Having a healthy body weight helps to keep sugar levels down. If you want to lose weight slowly, ie half or a kilo a week.

It is also important that you do not smoke and keep your cholesterol level low so that your risk of heart disease is low.

What are the complications of diabetes?
High blood sugar can damage blood vessels.

If blood is not flowing properly into the body, it cannot reach the organs where it is needed. It is at risk of nerve damage which can cause pain and loss of vision. And may have an infection in the legs.

Diabetes is the leading cause of blindness, kidney failure, heart attack, stroke and foot loss, the World Health Organization says.
How many people suffer from diabetes?
According to the World Health Organization, the number of diabetics in 1980 was 80 million, which increased from 42 million to 22 million in 2014.

In 1980, five percent of adults over the age of 18 in the world were diabetic, and in 2014, the number increased to 8.5 percent.

According to estimates by the International Diabetes Foundation, 80% of adults with this condition are middle-aged, from low-income countries, and where eating habits change rapidly.

In developed countries, it is responsible for poverty and cheap processed foods.


Personel Views
I am a diabetic and have been for about eighteen years. During this time, the same thing happened to most of my diabetic patients, that is, diabetes caused other diseases and the stream continued to grow.

But I learned a lot from this disease in these eighteen years and am still learning today. And the first lesson for me is that it's not a disease.

I know you guys will be wondering what this is saying. Somewhere her sugar has not diminished, it has become more. But it's not both. Most doctors or consultants in the West consider it not a disease but a 'condition' that can often be controlled by changing the way they live. Many patients have eliminated it from the root.
I remember when I first came out of the doctor's clinic for a test, and a friend who was waiting there told me that the doctor was saying that your sugar level was at a level where you might have diabetes. So I muttered 'How sweet' from my friend's mouth.

Be assured that this 'How Sweet' too has a lot of control over your disease. That means be happy. You can also be a good 'life partner' with him if you do not mentally dominate him.
Some things I learned
Many people are afraid to get an injection if they are diabetic and insist on the doctor to give them pills. Pills are fine but they are not a direct change of insulin. Insulin injection provides you with insulin that is fast enough to break the dose. Otherwise, sugar can affect your heart, kidneys and eyes, and other organs in your blood. Insulin does not cure diabetes but can 'manage' it.
If you are not really banned by the doctor, then eat whatever you want, but be careful not to overdo it, you are taking the injection and you must do an activity or exercise that you have eaten, ie.
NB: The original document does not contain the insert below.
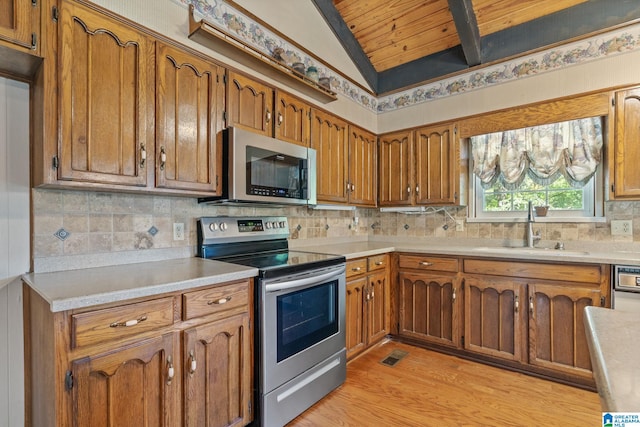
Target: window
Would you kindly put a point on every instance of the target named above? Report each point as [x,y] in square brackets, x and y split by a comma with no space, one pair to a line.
[552,165]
Energy should be separate from glucose, etc. which is needed by the muscles and other organs of the body and waste. Sugar should be broken at all costs. If this is not the case, it joins and destroys body parts in the same way.

Keep an eye on diabetes to find out when it is up or down during the day. This lets you create your own routine. In addition, do not sit down to monitor immediately after eating because it can take up to two hours for glucose to break down and the blood to absorb energy into the body's cells.

The good news is that if you eat a healthy carbohydrates and fiber diet, your blood sugar will automatically decrease. Exercise increases the body's insulin sensitivity, allowing it to absorb more blood sugar.

And if you are not high-risk that your sugar does not go down to dangerous levels and you want to fast nowadays, try 'try'. People whose diabetes does not go down very high may like the average person, but for this you should know when your diabetes can fall. And if so, God's will is not your hand in it.